Though the Celica provides seats for four people, it realistically accommodates only two front occupants due to limited rear legroom. Front occupants of the 2000 Toyota Celica get 38.4 inches of headroom, 44.1 inches of legroom, 51.3 inches of hip room, and 52.6 inches of shoulder room, while rear passengers receive 35 inches of headroom, 27 inches of rear legroom, 46.8 inches of hip room, and 50.6 inches of shoulder room.

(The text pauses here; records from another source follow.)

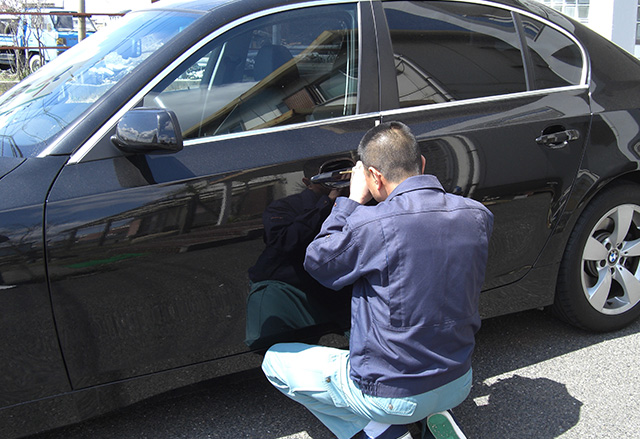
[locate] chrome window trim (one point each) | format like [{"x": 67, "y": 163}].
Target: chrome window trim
[
  {"x": 481, "y": 100},
  {"x": 82, "y": 152}
]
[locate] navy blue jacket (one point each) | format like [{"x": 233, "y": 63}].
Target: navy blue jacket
[{"x": 417, "y": 263}]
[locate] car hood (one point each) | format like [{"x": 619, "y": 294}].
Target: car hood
[{"x": 9, "y": 164}]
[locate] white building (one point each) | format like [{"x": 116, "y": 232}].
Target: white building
[{"x": 618, "y": 20}]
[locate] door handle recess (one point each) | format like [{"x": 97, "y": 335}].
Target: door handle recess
[{"x": 558, "y": 139}]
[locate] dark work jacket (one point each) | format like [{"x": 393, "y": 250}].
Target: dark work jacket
[
  {"x": 290, "y": 224},
  {"x": 417, "y": 263}
]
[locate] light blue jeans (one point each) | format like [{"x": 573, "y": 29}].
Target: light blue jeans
[{"x": 318, "y": 378}]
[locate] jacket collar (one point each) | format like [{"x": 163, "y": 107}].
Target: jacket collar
[{"x": 417, "y": 182}]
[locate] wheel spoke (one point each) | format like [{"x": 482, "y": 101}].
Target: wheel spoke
[
  {"x": 631, "y": 248},
  {"x": 630, "y": 284},
  {"x": 599, "y": 293},
  {"x": 622, "y": 218},
  {"x": 595, "y": 250}
]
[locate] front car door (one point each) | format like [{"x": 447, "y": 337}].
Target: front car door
[
  {"x": 499, "y": 103},
  {"x": 149, "y": 255}
]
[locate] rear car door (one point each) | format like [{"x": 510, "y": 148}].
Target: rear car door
[
  {"x": 499, "y": 103},
  {"x": 149, "y": 254}
]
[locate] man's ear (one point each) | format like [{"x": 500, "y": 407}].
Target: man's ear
[{"x": 377, "y": 177}]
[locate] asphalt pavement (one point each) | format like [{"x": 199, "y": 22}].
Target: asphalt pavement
[{"x": 534, "y": 377}]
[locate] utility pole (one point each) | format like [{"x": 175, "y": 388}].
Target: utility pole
[{"x": 82, "y": 31}]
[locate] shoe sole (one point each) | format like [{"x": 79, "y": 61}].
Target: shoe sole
[{"x": 442, "y": 426}]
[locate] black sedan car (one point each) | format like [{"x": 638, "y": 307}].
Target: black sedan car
[{"x": 139, "y": 170}]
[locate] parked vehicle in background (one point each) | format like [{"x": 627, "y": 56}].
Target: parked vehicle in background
[
  {"x": 42, "y": 35},
  {"x": 136, "y": 167}
]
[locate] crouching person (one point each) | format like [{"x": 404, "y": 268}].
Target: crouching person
[{"x": 416, "y": 261}]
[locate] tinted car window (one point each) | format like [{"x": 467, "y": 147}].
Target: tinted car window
[
  {"x": 285, "y": 68},
  {"x": 447, "y": 51},
  {"x": 44, "y": 104},
  {"x": 556, "y": 59}
]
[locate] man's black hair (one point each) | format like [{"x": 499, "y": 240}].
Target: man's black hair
[{"x": 392, "y": 149}]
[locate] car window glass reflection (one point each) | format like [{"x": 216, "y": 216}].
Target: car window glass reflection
[
  {"x": 46, "y": 102},
  {"x": 556, "y": 59},
  {"x": 286, "y": 68},
  {"x": 452, "y": 51}
]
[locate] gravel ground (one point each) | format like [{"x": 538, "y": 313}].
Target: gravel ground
[{"x": 535, "y": 377}]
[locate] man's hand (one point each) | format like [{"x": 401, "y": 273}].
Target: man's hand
[{"x": 358, "y": 189}]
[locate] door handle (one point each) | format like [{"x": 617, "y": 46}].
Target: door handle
[{"x": 558, "y": 139}]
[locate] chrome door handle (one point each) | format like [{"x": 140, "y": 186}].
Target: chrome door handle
[{"x": 559, "y": 139}]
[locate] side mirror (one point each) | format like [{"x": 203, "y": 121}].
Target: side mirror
[{"x": 148, "y": 131}]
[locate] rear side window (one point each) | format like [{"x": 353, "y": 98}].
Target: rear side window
[
  {"x": 447, "y": 51},
  {"x": 556, "y": 60}
]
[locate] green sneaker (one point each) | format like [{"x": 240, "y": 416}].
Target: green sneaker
[{"x": 443, "y": 426}]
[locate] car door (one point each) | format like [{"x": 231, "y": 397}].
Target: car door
[
  {"x": 499, "y": 104},
  {"x": 149, "y": 254}
]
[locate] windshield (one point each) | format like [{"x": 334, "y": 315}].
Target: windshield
[
  {"x": 42, "y": 105},
  {"x": 70, "y": 23}
]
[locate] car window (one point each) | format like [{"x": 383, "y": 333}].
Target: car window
[
  {"x": 447, "y": 51},
  {"x": 285, "y": 68},
  {"x": 556, "y": 59},
  {"x": 45, "y": 103}
]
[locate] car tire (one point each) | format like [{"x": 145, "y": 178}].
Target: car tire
[{"x": 599, "y": 279}]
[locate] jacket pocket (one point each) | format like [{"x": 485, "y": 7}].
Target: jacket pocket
[{"x": 393, "y": 406}]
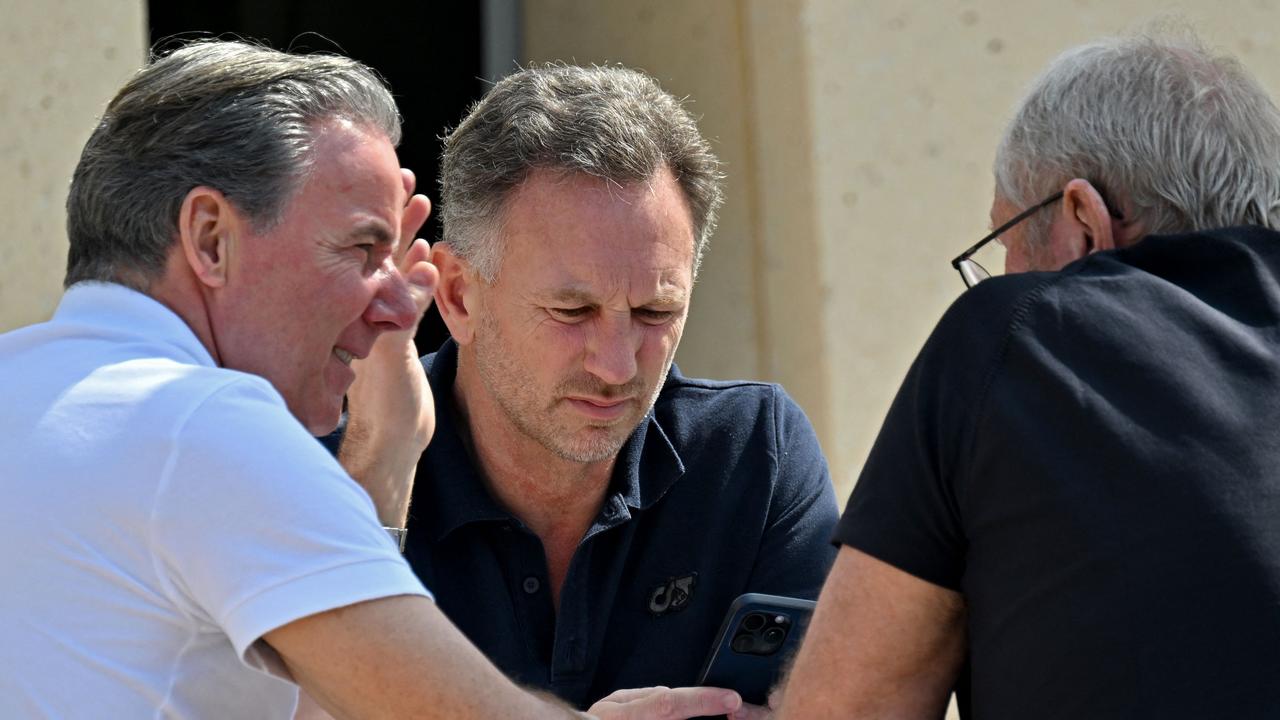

Another drawback to the Celica’s new shape concerns its narrow windows that look sharp but significantly lower visibility. On the plus side, the vehicle’s hatchback design creates an impressively large trunk able to offer 16.9 cubic feet of interior cargo space.

Performance & Handling

Both 2000 Toyota Celica trim levels get their power from a 1.8-liter inline-four. But while the GT version produces 140 horsepower and 125 lb-ft of torque, Toyota has made modifications that increase the GT-S model’s output to 180 hp and 133 lb-ft. In the GT version, the engine pairs with a five-speed manual transmission. The GT-S gets a new six-speed manual gearbox. Both trims offer Toyota’s new four-speed automatic transmission, which can be manually shifted using buttons located on the steering wheel.

The Toyota Celica offers responsive steering, precise handling, and a firm suspension. However, with limited low-end torque, the Celica GT moves slowly off the line and when heading uphill. Acceleration proves best when the four-cylinder engine pairs with the GT-S’s six-speed gearbox.

Some drivers may also be turned off by the Celica’s growly engine and noticeable wind noise. For young drivers seeking an eye-catching and entertaining sport coupe, the Celica holds appeal. However, if performance and functionality seem as important as appearance, drivers might want to check out one of the Celica’s many competent rivals.


Safety features on the 2000 Toyota Celica GT and GT-S include anti-lock brakes, an antiroll bar, dual front airbags, rear three-point seat belts, child seat anchors, and daytime running lights. Side airbags and an anti-theft alarm system provide options for both models.

EPA Fuel Economy

Toyota Celica GT: 24/31 mpg city/highway
Toyota Celica GT-S: 24/31 mpg city/highway

You'll Like

  • Sporty style
  • Powerful new engine
  • Decent gas mileage

You Won't Like

  • Only one engine option
  • Limited seating
  • Awkward entry and exit

Sum Up

Sporty coupe debuts sleeker design and better performance.